O Congresso do México aprovou uma ampla revisão nas tarifas de importação para países com os quais não possui acordos comerciais, medida que afeta diretamente o Brasil e outros importantes mercados. A decisão, que eleva alíquotas e altera centenas de classificações tarifárias, passa a valer em 2026.
Aumento tarifário aprovado pelo México
O Senado do México deu aval final ao projeto que amplia tarifas de importação para 1,4 mil produtos provenientes de países sem tratados comerciais com o país. As novas alíquotas, que terão mínimo de 35%, entram em vigor em 1º de janeiro de 2026. A aprovação ocorreu após análise na Câmara dos Deputados, com 76 votos favoráveis, cinco contrários e 35 abstenções.
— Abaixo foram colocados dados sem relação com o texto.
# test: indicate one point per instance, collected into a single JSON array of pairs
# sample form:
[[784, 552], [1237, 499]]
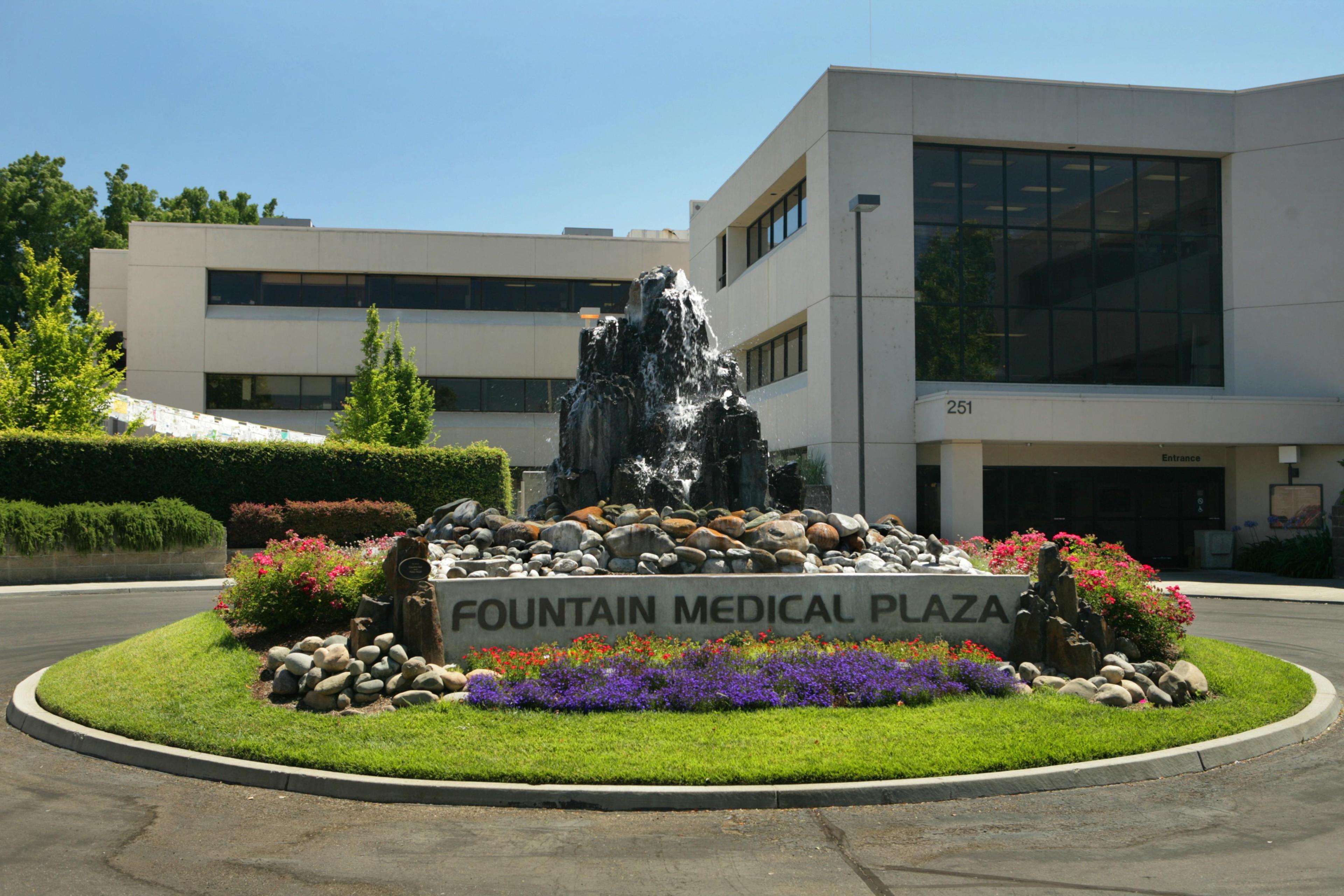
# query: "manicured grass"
[[189, 686]]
Segundo parlamentares aliados ao governo de Claudia Sheinbaum, o ajuste tarifário busca estimular a produção interna e ampliar a competitividade da indústria nacional. A medida faz parte de um conjunto de ações mais amplo, alinhado às estratégias econômicas adotadas pela atual administração.
Países afetados e setores impactados
Além do Brasil, outros oito países foram incluídos na lista: China, Coreia do Sul, Índia, Indonésia, Rússia, Tailândia, Turquia e Taiwan. No total, 1.463 categorias tarifárias sofrerão mudanças.
Setores atingidos
Os setores abrangidos incluem:
- indústria automotiva;
- setor têxtil;
- vestuário;
- eletrodomésticos;
- plásticos;
- calçados.
A decisão deve gerar impactos na competitividade desses produtos no mercado mexicano, especialmente entre países que dependem do comércio exterior para abastecer o país.
Debates internos e críticas à proposta
Parte dos senadores que se abstiveram afirmou que o texto chegou ao plenário sem tempo hábil para análise detalhada. Eles apontaram ausência de estudos aprofundados sobre possíveis reflexos inflacionários e impactos no custo de vida da população.
Alguns parlamentares também relataram que a política tarifária poderia ter sido influenciada por pressões externas, incluindo posicionamentos do governo dos Estados Unidos durante as negociações comerciais em curso.
Pressão externa e contexto internacional
O debate ganhou força em um momento de tensão nas relações comerciais entre Estados Unidos e China. O México, segundo críticos da proposta, estaria sendo acusado de funcionar como rota de entrada de produtos chineses no mercado americano, intensificando preocupações na Casa Branca.
O país também se prepara, junto ao Canadá, para renegociar o Acordo de Livre Comércio da América do Norte (USMCA) com os Estados Unidos, que já sinalizaram novas exigências. O cenário de disputas internacionais influenciou diretamente o ambiente político da votação.
Após o anúncio do projeto, o governo chinês manifestou contrariedade à restrição de exportações e afirmou que avaliaria possíveis respostas. O México chegou a propor a criação de um grupo de trabalho com Pequim, embora poucos detalhes tenham sido divulgados.
Objetivos do Plano México
Legisladores governistas defenderam que o aumento das tarifas visa fortalecer a indústria nacional, expandir cadeias produtivas e estimular a geração de empregos. A presidente Claudia Sheinbaum afirma que a iniciativa integra o chamado Plano México, programa direcionado à redução da dependência de importações e ao aumento do conteúdo nacional nos produtos fabricados no país.